Thursday, April 2, 2009

A Priestly Running Connection


(This post is reprinted, with permission, from the Boulder Road Runners Newsletter, April 2009)

Editor’s Note: Father Terrance Patrick Ryan, (good Irish name don’t you think?) is a Paulist Catholic Priest and currently resides at Sacred Heart of Jesus Church on 14th Street (very close to the Casey Hill on the Bolder Boulder course). He does workshops and seminars on contemplative prayer for the church when he's not out training. Our personal connection is primarily through running as he’s trained with me and the BRR off and on for almost 30 years. He was a member of our 60-69 team at the 2007 USA XC Championships and ran on a BRR team during a 24 hours indoor relay back in the 80’s. It’s also tough to argue with him about missing workouts since he always claims to be doing “God’s Work”. He represents one of the many facets of the Boulder Road Runners and if you have someone we should meet please send me their story. Here’s his story in his own words:


I began to run on my own for fun in the seventh grade. I was good at running distance as my legs were strong from growing up riding a heavy Schwinn bicycle all over my neighborhood. When I went to high school I joined the cross country and track team. I went on to run in College at Fordham University. Cross country was my best sport. After college, I gave up running for about two years while I attended Columbia Graduate School of Business for my MBA. Few people ran as recreation back in the 60's. I moved to Chicago where it was too cold to run in the winter, but in the spring I began to run for exercise along the lake front. I needed some release from an indoor desk job. I found that running seemed to energize me,and clear my head. It was the latter 60's and there were few joggers in the Chicago parks. Then I moved to San Francisco where I could run all year and there were races like the Bay to Breakers. So I began to train and race some. I pretty much used the same kind of training I was taught in school. Running kept getting me refocused on doing healthy things. It gave me some purpose and meaning in my life while I asked the deeper question, "What is the purpose or meaning of my life?" Working for a corporation that sold some product did not seem to have enough depth for me. I kept coming back to the spiritual, as much as I kept coming back to running.

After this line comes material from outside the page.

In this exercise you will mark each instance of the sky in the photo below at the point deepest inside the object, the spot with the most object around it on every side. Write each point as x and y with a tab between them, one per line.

Running and spiritual questions connected for me, as both had to do with the outdoors and nature. I was never an indoor runner. Living in Northern California, I kept experiencing the grandeur of Creation in the outdoors. I found myself getting closer to my Catholic roots of quiet masses and sitting in silence with the God of my understanding who was unconditional love. This experience led me to want to talk about this loving God that I was experiencing. The priesthood seemed like a good place to be for sharing this experience.


I ran in the seminary. Running and the relaxing in the Silence of the Presence of Love seemed to go together as sharing a healthy way of life. I competed in races in the seminary. I was seeing more people jogging in the mid 70s as long distance running became popular. I have run every place I have worked as a priest. Houston was the hardest place to run both because of the weather and lack of places to run. I came to Boulder in 1980 to St. Thomas Aquinas Church where Rich and Patti Castro found me when they were looking for a running priest to do their wedding. As part of Rich's running group I met some good friends and enjoyed my most social years of running. There is nothing like a running group to keep me going. As I get older it is harder to self-motivate. But the thought of hammering another person in a group run gives a chance for my dark side to be exorcised, so that I can be nice as a priest the rest of the day.


Though people know that I run, from my sermons, I don't think that they treat me in any different way than any other priest or runner. In Boulder, it is not unusual for a person to be a runner. Another connection I find with running and my faith is in "oil". I am anointed with oil in becoming a priest and in baptism. Oil is used on athletes in the past to massage, loosen up muscles before or after a competition. My priesthood is a long distance run in which I have to show up each day, and do my best with whatever I got for that day. We have our plan for running but our plans don't always work as we would like. But we are faithful to the program and to my priesthood.